El futuro nos pertenece a todos por igual, y, en efecto, está en la convivencia respetuosa de las diferencias, no en la homologación de pensamientos únicos. Escuchar a los liberados en Irak relatar la experiencia de vivir sin libertad alguna, bajo las estrictas reglas impuestas por los yihadistas del Estado Islámico, causa verdadero pavor. No olvidemos que los sembradores del terror lo que avivan, sobre todo lo demás, es una persistente guerra psicológica, depreciando toda vida humana, por lo que es un auténtico crimen contra todos.
Justo a este matar ciegamente, hay tantos callejones sin salida, que debemos escucharnos más y mejor, para salir de ellos, propiciando un ambiente más equitativo que con ecuánime medida dé a todos lo que a cada uno es debido y de todos, también exija, aquello a que cada uno está obligado. Esta es la cuestión de fondo; una justicia que no da todo a todos, sino que a todos injerta amor y a ninguno desecha, subrayando que la sociabilidad es hija de la autenticidad y madre de sana libertad, lo que imprime una segura grandeza humana.
En cualquier caso, hoy más que nunca hace falta actuar individualmente o bien coordinados en grupos, para hacer valer la defensa de la persona humana como ser que ha de aprender el sencillo arte de vivir fraternizado.

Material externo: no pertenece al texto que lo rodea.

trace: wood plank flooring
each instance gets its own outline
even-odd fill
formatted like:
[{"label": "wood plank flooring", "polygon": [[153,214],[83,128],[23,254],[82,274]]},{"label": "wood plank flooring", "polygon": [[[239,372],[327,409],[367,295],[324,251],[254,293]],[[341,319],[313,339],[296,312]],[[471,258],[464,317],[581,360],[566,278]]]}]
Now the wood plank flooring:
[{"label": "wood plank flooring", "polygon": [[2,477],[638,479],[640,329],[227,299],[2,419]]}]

Por consiguiente, si vital es educar para adquirir conciencia del mucho valor que tiene una vida humana, no menos importante es educar para la coexistencia de culturas, para levantar la voz contra la discriminación, o para concienciarnos del cambio climático.
Con que donásemos tan solo lo que no usamos, haríamos a otras personas más felices; sabiendo que, en su felicidad, nace mi propio bienestar. Este sería un buen clima para activar una convivencia gozosa. Quizás tengamos que encerrarnos menos en nosotros, saber compartir más, algo que se aprende de manera innata de la vida en familia; con razón, ésta es la patria del corazón, donde se aviva la cordialidad humana si en verdad el vínculo late con alma.